PSA: Yes, You Still Have a Belly After You Give Birth, Even If You're Meghan Markle
On May 8, 2019, Meghan Markle and Prince Harry presented their royal son, Archie Harrison Mountbatten-Windsor, at St. George’s Hall in Windsor Castle. The photo opportunity happened two days after Meghan gave birth to her first child.
The Duchess of Sussex looked glowing with a relaxed hairstyle, on-point makeup, and a sharp wardrobe choice—all while still rocking her baby bump.
Perhaps Meghan followed in the footsteps of Kate Middleton, who proudly displayed her new-mom pooch hours after giving birth to her three children, Prince George, Princess Charlotte, and Prince Louis. Moms around the world applauded Kate for her conscious effort to not hide her post-baby body, and they’ll likely do the same for Meghan.
Here's the thing: The average number of pounds a woman loses after giving birth is 12, which includes the baby, blood, fluids, amniotic fluid. So, within 24 hours of giving birth, your bump may go down a little. But not entirely, of course. Experts say it's normal for moms to return to their pre-pregnancy weight by 6 to 12 months after delivery, and most women lose half of their baby weight by 6 weeks after childbirth (postpartum). The rest most often comes off over the next several months.

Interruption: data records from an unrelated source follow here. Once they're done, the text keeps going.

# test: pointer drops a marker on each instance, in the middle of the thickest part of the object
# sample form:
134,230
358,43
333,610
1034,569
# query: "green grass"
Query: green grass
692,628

And yet, we've all been sold a fable through tabloids and other celebrity news outlets that "bouncing back" after having a baby happens instantly. At the very least, so many stars used to feel even more pressure to stay in hiding until they could hit the pages of a celeb weekly in a bikini.
But it's possible that 2013 was a turning point, thanks to the Kate Middleton’s decision to put her post-baby body out there. Given the buzz around the way the Duchess of Cambridge flaunted her bump during Prince George's debut, it's not crazy to think that it was truly a watershed moment. Maybe it helped opened people's eyes to the fact that the female body is miraculous enough to grow a human, but it also requires time to get back to its pre-pregnancy shape. And in turn, women—famous and not so—felt less pressure to conceal their postpartum bodies and more empowered to take to social media or to be blunt in magazine interviews, showing off their post-baby bumps, stretch marks, C-section scars, etc.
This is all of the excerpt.